Fabrication of in situ Al2O3 reinforced nanostructure 304 stainless steel matrix composite by self-propagating high temperature synthesis process

Abstract

Abstract 304 austenitic stainless steel reinforced by Al2O3 particles was prepared by microwave assisted self-propagating high temperature synthesis process using the Fe2O3Cr2O3NiOAlFe reaction system. Furthermore, effects of mechanical activation of the reactants and the addition of 21.2 wt.% extra Al to the chemical composition of the reactants on the chemical composition of the produced stainless steel was investigated. Atomic absorption spectroscopy analysis results indicated that by the addition of extra Al to the reactant mixture and using 30 minute mechanical activation, stainless steel containing 17.27 wt.% Cr and 7.73 wt.% Ni could be produced with its chemical composition very close to the chemical composition of 304 stainless steel.

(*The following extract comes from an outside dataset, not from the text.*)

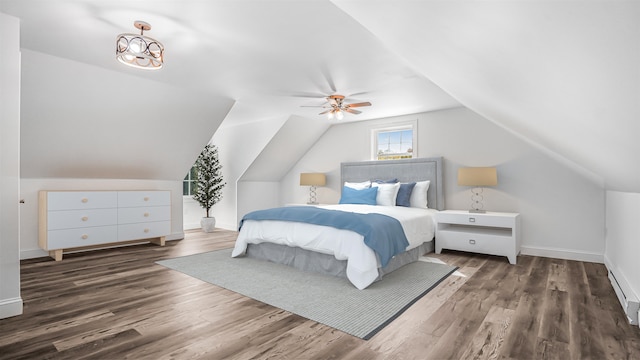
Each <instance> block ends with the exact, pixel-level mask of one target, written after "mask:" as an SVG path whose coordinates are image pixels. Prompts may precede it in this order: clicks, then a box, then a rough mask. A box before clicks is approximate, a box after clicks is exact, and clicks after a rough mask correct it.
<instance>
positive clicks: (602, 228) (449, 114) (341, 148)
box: [279, 108, 605, 262]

X-ray diffraction analysis showed that the stainless steel contains nanostructured austenite and ferrite phases. Also microstructural characterizations indicated that there is a uniform distribution of black particles in the steel matrix. Energy dispersive spectroscopy analysis showed that these particles are composed of Al and O elements while the matrix contains Fe, Cr and Ni elements. The presence of Al2O3 particles and nanostructure matrix improved the hardness and therefore the wear properties of the composite in comparison with the wrought 304 stainless steel plate.